By 2015, The Oxford University Examination Regulations called for a faculty board at Oxford to "appoint judges to consider the evidence submitted by any candidate, and to report thereon to the board. In making their report, the judges shall state whether the evidence submitted constitutes an original contribution to the advancement of knowledge of such substance and distinction as to give the candidate an authoritative status in some branch or branches of learning." Between 1923 and 2016, Oxford awarded 219 D.Litt. degrees, of which 196 were awarded to men and 23 to women. Among the six higher doctoral degrees at Oxford (D.D., D.M., D.C.L., D.Litt., D.Sc., D.Mus.), the D.Litt. comprised 27.5% of the higher doctorates awarded during this 93-year period.

In June 2016, the Oxford D.Litt. was suspended, pending a reform of the higher doctorates. The reforms were completed in June 2018 and applications reopened in September 2018. The new regulations reduced the number of higher doctorates to five by dropping the Doctor of Medicine as a higher doctorate. The standards for the remaining doctorates, including the D.Litt. (now also referred to as "Doctor of Letters" rather than Doctor of Literature), require the judges "to consider whether the evidence submitted demonstrates excellence in academic scholarship and is:
 a)	of the absolute highest quality;
 b)	substantial in scale and in the contribution it has made to knowledge;
 c)	sustained over time and showing current and continued contribution to scholarship;
 d)	authoritative, being able to demonstrate impact on the work of others;
 e)	of global reach and international importance within the field; and
 f)	of such breadth or covering such branches of knowledge appropriate to the field and in line with disciplinary norms and expectations."

United States
In the United States, the degree may be conferred as an honorary degree or an earned degree.

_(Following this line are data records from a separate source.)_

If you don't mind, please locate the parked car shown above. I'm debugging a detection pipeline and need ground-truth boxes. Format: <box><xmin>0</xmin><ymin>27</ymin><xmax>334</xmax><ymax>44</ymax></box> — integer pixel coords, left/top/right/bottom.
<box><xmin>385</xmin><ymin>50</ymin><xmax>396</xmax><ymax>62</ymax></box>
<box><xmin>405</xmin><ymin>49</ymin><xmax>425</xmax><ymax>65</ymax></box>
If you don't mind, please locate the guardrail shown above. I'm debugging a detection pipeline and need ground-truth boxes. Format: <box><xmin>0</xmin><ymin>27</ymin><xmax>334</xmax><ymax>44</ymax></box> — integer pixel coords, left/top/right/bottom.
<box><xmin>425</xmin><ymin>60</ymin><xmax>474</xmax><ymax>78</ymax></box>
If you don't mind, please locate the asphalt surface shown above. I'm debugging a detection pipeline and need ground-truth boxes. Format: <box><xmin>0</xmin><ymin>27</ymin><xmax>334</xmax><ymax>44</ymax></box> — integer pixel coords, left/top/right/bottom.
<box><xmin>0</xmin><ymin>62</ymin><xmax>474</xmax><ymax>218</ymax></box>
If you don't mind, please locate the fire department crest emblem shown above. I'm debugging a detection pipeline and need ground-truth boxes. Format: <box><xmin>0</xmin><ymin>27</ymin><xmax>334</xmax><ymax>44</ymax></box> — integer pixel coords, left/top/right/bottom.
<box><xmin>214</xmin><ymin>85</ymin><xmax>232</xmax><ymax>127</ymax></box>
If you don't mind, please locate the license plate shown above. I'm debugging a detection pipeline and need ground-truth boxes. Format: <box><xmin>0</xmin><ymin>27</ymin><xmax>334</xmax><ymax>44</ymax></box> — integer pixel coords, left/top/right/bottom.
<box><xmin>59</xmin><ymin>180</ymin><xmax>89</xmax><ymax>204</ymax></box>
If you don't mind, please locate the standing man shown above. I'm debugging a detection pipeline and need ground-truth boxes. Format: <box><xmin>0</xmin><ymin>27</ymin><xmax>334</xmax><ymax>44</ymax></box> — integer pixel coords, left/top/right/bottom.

Numerous American universities regularly award the honorary Doctor of Letters (D.Litt.) degree, including Harvard University, Columbia University, and Yale University, among others.

At Drew University, the earned Doctor of Letters (D.Litt.) program requires the completion of 45 graduate credit hours beyond the master's degree, including the successful development and defense of a 150–220 page doctoral dissertation.

France
In France, the doctorat is awarded with a speciality, but there is no official list of these. Candidates for a doctorat in literature are awarded a Doctorat ès lettres, abbreviated Dr ès l.

There is a higher degree, the Habilitation à diriger des recherches, which is obtained following different rules in each field. In literature, the candidates must also present a new and unpublished work. The habilitation (which is not followed by an indication of the field) allows holders to apply for a position of professor in French universities.

Before the 1950s, the now-abolished Doctorat d'État degree was called Doctorat ès lettres (in France, "letters" is equivalent to "humanities").

India

Mahakavi is the highest literary honour in India for published works in literature.

The highest educational attainment at Sanskrit Colleges in India is the Vidya Vachaspati, legally recognized as the equivalent to the Western D.Litt. Enrollment in a Vidya Vachaspati program generally requires both having published works and the previous attainment of a Vidya Vairidhi degree, equivalent to a PhD.